To będzie trzecia wizyta Borussii na polskim stadionie. Klub z Dortmundu przyjeżdża do nas mniej więcej co 20 lat. Kibice Widzewa Łódź na pewno pamiętają pojedynki w Lidze Mistrzów w sezonie 1996/97. W Dortmundzie Borussia wygrała 2:1, a w Łodzi padł remis 2:2. Po raz pierwszy ta niemiecka ekipa przyjechała jednak do Polski w 1971 roku, by rywalizować z ROW-em Rybnik w Pucharze Intertoto. Polski klub wygrał i u siebie, i na wyjeździe po 2:1. Dziś taki wynik byłby sensacją na skalę europejską. I to nawet w sytuacji, gdyby Legia była w życiowej formie - a nie jest.

Sytuacja w klubie jest daleka od ideału i to mimo tego, że w Legii właśnie piszą nowy rozdział w historii klubu. Awans do Ligi Mistrzów nie przyniósł takiej euforii jak w 1996 roku. Wtedy Legia wyeliminowała groźne IFK Goeteborg. Teraz w ostatniej rundzie eliminacji musiała pokonać irlandzki Dundalk FC. Awans był tak naprawdę obowiązkiem, ale kibice oglądający siermiężny futbol nie cieszyli się po meczu tak, jak można by tego oczekiwać po tak wielu latach.
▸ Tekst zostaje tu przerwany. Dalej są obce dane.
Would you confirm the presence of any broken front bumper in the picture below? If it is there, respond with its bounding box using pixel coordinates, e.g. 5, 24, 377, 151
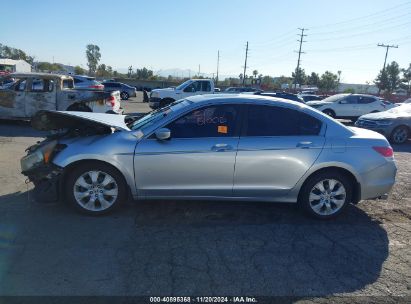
22, 163, 63, 203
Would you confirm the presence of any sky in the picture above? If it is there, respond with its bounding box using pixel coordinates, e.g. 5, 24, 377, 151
0, 0, 411, 83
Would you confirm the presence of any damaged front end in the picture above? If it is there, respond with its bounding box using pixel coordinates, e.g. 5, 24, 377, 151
20, 139, 66, 202
20, 111, 127, 202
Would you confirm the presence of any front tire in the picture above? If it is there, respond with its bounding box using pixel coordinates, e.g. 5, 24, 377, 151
390, 126, 409, 145
299, 171, 352, 219
120, 92, 130, 100
65, 162, 127, 215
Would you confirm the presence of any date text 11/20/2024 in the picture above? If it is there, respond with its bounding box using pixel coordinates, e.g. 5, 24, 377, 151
150, 297, 258, 303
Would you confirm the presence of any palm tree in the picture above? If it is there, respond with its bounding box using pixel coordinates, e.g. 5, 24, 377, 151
253, 70, 258, 78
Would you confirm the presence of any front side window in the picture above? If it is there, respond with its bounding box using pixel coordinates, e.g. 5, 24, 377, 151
201, 81, 211, 92
31, 78, 54, 92
166, 105, 238, 138
343, 95, 358, 104
246, 105, 321, 136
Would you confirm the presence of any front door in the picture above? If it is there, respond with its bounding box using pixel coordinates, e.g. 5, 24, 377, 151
0, 78, 27, 118
134, 105, 239, 197
25, 78, 57, 117
234, 105, 325, 198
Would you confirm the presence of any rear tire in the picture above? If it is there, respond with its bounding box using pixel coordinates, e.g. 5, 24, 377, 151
65, 161, 127, 215
390, 126, 410, 145
323, 109, 335, 118
299, 171, 352, 220
120, 92, 130, 100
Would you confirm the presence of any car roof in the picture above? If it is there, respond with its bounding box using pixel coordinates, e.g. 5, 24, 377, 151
5, 73, 71, 78
186, 94, 309, 108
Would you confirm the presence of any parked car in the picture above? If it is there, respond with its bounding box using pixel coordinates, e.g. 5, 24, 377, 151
72, 75, 104, 90
256, 92, 304, 103
0, 73, 123, 119
298, 94, 323, 102
307, 94, 395, 121
149, 79, 215, 109
103, 82, 137, 100
355, 103, 411, 144
224, 87, 262, 93
21, 94, 396, 219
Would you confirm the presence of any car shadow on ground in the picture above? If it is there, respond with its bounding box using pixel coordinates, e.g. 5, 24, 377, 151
0, 193, 388, 296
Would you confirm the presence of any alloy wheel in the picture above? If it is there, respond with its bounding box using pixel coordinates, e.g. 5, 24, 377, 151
308, 179, 347, 215
73, 171, 118, 211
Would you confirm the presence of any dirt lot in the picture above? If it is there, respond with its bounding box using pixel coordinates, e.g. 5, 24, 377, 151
0, 92, 411, 303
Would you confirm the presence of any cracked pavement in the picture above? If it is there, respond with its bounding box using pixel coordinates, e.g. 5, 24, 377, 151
0, 96, 411, 302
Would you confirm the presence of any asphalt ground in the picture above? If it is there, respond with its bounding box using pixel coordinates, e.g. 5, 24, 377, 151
0, 95, 411, 303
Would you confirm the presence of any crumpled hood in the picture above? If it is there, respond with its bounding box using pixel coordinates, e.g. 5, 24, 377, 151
305, 100, 332, 106
31, 111, 130, 131
151, 88, 175, 93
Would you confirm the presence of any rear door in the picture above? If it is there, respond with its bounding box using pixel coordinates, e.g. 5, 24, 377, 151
25, 78, 57, 117
234, 105, 325, 198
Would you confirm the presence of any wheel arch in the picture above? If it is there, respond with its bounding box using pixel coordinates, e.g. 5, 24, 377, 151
298, 166, 361, 204
59, 159, 133, 202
Odpadnięcie z Pucharu Polski, słaba gra w Ekstraklasie - to problemy, którymi żyje teraz kibic Legii. Bo stołeczna ekipa, choć ma przed sobą najciekawszą sportowo jesień od 20 lat, gra słabo. Mimo transferów i wzmocnień nie widać w grze mistrzów Polski oczekiwanej jakości. Błędy w obronie, brak ciekawego pomysłu na grę ofensywną. To wszystko bolączki trenera Besnika Hasiego, który miał odmienić grę Legii, a na razie - choć awansował do Ligi Mistrzów - to na życzliwość fanów liczyć nie może.

A Borussia? Latem w klubie doszło do poważnych zmian. Wystarczy spojrzeć na przeprowadzone przez klub transfery. Do drużyny dołączyli m.in. Andre Schuerrle, Mario Goetze, Ousmane Dembele, Raphael Guerreiro, Sebastian Rode czy Marc Bartra. Klub z Dortmundu zapłacił za nich 100 milionów euro.

Jeżeli Legia chce szukać jakiejkolwiek szansy w wieczornym meczu, to wydaje się, że właśnie brak odpowiedniego zgrania może być jeszcze dla Borussii problemem.

Kłopot w tym, że Legia nie zachwyca, gra słabo. Tylko najbardziej optymistyczni kibice wierzą w remis.